The new funds make possible a whole range of investment by the school—investments in new faculty, student scholarships and activities, research equipment, new academic programs, and more.

Endowed professorships are a particularly important investment, because they play a crucial role in attracting leaders who can build nationally recognized education and research programs. Through the generosity of our donors, SEAS was fortunate enough to establish two endowed professorships in 2014 and 2015, and recruit internationally recognized scholars to the faculty.

Ahmed Louri teaching in a class room
In January 2015, Dr. Igor Efimov joined SEAS as the Alisann and Terry Collins Professor and chair of the new Department of Biomedical Engineering. In September 2015, the new chair of the Department of Electrical and Computer Engineering, Dr. Ahmed Louri, was installed as the David and Marilyn Karlgaard Professor.

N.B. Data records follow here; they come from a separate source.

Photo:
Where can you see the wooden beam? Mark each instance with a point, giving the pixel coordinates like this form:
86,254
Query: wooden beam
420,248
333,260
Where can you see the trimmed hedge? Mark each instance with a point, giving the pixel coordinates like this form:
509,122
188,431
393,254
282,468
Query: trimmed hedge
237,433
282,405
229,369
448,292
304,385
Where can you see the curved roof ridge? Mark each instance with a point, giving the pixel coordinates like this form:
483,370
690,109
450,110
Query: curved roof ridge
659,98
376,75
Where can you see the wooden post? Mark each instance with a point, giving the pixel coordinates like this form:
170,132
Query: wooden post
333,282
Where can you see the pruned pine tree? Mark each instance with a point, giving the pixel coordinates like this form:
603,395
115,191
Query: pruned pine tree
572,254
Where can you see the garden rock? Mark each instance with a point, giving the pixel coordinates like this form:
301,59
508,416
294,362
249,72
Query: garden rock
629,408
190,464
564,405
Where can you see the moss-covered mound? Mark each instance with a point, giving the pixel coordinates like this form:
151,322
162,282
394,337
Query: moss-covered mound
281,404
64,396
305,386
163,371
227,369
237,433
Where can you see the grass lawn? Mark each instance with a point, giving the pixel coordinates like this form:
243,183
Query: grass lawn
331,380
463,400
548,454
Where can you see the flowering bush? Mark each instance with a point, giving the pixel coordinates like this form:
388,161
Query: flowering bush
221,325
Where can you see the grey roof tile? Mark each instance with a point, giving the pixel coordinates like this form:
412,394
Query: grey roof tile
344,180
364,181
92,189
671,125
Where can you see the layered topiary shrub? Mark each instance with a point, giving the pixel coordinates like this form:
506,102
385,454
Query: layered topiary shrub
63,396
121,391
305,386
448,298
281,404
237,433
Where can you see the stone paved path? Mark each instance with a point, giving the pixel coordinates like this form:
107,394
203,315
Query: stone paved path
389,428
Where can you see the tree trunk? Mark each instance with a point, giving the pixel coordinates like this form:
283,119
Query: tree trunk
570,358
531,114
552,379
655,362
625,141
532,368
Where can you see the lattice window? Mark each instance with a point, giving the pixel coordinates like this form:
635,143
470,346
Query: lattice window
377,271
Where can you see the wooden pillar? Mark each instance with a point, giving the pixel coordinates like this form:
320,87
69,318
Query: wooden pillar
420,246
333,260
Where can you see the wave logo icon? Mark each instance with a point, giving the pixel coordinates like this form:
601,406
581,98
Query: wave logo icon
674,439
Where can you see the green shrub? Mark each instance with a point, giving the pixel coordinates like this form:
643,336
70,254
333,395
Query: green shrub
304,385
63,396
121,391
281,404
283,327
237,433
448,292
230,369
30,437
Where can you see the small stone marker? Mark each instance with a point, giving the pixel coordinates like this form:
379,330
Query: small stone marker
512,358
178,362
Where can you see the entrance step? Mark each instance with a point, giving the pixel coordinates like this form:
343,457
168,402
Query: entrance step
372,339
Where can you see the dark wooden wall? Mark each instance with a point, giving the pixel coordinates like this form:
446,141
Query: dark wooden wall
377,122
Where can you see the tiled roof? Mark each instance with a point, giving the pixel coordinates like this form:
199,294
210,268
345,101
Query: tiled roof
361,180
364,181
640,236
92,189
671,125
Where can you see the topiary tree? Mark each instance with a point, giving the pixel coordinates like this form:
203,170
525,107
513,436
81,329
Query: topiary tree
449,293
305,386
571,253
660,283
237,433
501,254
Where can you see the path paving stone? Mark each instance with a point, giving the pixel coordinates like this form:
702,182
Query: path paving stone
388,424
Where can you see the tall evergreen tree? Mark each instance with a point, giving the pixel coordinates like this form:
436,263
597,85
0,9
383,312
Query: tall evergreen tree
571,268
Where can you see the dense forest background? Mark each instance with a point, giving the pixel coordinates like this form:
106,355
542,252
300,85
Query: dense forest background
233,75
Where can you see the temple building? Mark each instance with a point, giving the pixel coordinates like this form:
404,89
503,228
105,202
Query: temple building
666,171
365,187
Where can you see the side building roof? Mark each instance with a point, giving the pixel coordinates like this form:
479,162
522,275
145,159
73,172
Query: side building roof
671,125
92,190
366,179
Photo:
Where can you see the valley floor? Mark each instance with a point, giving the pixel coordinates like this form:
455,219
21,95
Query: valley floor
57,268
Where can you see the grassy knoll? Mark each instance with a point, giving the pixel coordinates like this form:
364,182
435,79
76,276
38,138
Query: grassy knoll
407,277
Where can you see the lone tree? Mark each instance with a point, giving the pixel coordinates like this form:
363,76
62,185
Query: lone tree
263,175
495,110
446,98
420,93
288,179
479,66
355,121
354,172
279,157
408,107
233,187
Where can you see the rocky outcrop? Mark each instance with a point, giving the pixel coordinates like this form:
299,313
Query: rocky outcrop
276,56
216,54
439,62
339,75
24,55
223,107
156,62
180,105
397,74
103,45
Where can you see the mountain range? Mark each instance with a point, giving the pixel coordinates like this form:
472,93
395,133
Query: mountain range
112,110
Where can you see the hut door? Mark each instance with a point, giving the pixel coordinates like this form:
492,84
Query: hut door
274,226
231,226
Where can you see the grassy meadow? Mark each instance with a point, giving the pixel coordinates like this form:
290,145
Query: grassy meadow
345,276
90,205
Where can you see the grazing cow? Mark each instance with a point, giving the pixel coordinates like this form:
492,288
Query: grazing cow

The combination of an endowed professorship and the research facilities of the SEH creates a powerful set of incentives to be able to offer faculty candidates, and they give SEAS the chance to compete with the very best universities in recruiting the very best faculty.

Success:

Realizing our ambitions

Exterior photo of Science and Engineering Hall
The SEH is not the crowning achievement of our work here at SEAS. It’s really more of a launch pad of sorts, an engineering achievement in its own right that enables us to reach heights we otherwise couldn’t reach. Or maybe it’s better conceived of as a command module—the control center and living quarters—for intrepid engineers and computer scientists on a voyage of discovery. Either way, it changes the way we work and opens the door for a stunning number of discoveries along the way. And for that, we celebrate our new, amazing, versatile SEH, the enabler of our ambitions.